The U.S. Pat. Nos. 7,444,264 and 7,286,961, by the same applicant, discloses such reverberation chambers useable to measure e.g. the radiation efficiency of antennas and the total radiated power (TRP) of mobile and wireless terminals such as cellular phones. The same measurement setups that are described in U.S. Pat. Nos. 7,444,264 and 7,286,961 were also used to determine the performance of antenna diversity. Such reverberation chambers can be used to measure transmitting performance in a fading multipath environment, and/or to measure the receive performance by a Bit-Error-Rate (BER) or a Frame-Error-Rate (FER), depending on which system the terminals are designed for.

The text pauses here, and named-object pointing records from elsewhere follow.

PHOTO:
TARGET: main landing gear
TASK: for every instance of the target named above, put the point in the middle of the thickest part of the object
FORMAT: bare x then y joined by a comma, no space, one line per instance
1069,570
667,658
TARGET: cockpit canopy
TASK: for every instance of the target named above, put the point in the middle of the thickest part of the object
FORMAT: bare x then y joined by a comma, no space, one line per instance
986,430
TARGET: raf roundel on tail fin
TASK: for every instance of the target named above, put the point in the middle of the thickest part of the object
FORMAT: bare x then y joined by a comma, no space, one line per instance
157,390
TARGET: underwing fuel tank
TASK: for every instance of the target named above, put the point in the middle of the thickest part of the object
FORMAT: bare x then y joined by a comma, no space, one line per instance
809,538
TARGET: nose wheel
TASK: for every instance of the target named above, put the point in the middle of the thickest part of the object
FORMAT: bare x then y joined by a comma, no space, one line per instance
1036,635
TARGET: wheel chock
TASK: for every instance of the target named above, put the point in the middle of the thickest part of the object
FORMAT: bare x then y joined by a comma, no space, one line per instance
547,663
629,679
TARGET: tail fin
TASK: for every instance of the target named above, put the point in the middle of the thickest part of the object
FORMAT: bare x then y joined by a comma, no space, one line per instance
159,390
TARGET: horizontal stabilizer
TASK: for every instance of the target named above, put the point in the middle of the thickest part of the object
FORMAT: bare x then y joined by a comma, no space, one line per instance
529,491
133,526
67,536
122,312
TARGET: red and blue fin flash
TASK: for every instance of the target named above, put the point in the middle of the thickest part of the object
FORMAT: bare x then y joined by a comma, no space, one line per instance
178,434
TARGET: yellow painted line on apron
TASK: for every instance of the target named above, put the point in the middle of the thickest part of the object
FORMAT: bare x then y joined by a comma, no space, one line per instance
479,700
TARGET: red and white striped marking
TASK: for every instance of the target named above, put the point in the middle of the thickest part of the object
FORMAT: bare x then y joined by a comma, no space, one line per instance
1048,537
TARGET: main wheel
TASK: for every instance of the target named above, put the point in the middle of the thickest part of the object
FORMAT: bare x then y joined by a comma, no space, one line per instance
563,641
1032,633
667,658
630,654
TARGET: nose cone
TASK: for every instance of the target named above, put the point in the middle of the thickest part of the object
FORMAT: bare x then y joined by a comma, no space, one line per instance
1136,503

The reverberation chamber can by making use of the above previous inventions be used for characterizing the complete performance of mobile and wireless terminals, both on transmit and receive, including transmit and receive performance of antennas, amplifiers, signal processing algorithms, and coding. This has opened up a large potential for RF testing in connection with terminals for more advanced mobile communication systems referred to as 3G and 4G (third and fourth generation of mobile communication systems, also called LTE). Such systems make use of more than one antenna for both transmission and reception and will use these to adapt to the fading multipath environment, in order to improve battery life time and data rate. Such systems are known under terms as diversity antenna systems and MIMO (Multiple Input Multiple Output) antenna systems. In order to develop optimum diversity and MIMO systems it will be more important than ever to quantify the performance of the terminals and base station simulators in multipath environments. The reverberation chamber can provide this testing opportunity.
The ultimate testing opportunity of the reverberation chamber is to measure data throughput of the whole communication system with diversity and MIMO capability, from the data input at the base station to the data output at the terminal, or vice versa. This contains the effects of radiated power, the wireless channel and receiver sensitivity in one performance value, referred to as the throughput, being the most important for the user. This throughput is a resulting data transfer rate, and the measurement setup in reverberation chamber is already described in scientific paper (J. Åsberg, A. Skåarbratt, and C. Orlenius, “Over-the-air performance testing of wire-less terminals by data throughput measurements in reverberation chamber”, European Conference on Antennas and Propagation ICAP 2011, 11-15 Apr. 2011, Rome).
The reverberation chamber can always be improved with respect to both measurement accuracy and resemblance to practical environments. The uncertainty is at present good enough compared to alternative measurement techniques, but a more accurate chamber will allow measurements at a lower frequency or in a smaller chamber and at shorter time, which is attractive. The reverberation chamber represents an isotropic multipath environment with a uniform distribution of angles of arrival of the incoming waves over the complete surrounding space. This is a good reference environment for antennas and wireless terminals in multipath with fading.
However, we are part of a rapidly changing world with technological advancements being made in all fields of technology every year. Particularly in the field of wireless technology and telecommunications where there is a new generation of mobile standards approaching, namely the fifth generation (5G), where new problems and technological challenges await. In more detail, in the next generation of mobile standards, devices will possibly be required to be able to both communicate at current frequency ranges 450 MHz-6 GHz and also at higher frequencies, in the range of, 6-100 GHz, which consequently will present new challenges in regards to testing of higher frequencies since the propagation properties of a wireless link is different at the higher frequencies, with less pronounced multipath.
Thus, despite the improvements in measurement accuracy obtained by means of the reverberation chamber in recent years, there is still a need for improvements to support testing of certain devices, and e.g. devices operating under the expected coming generations of mobile standards.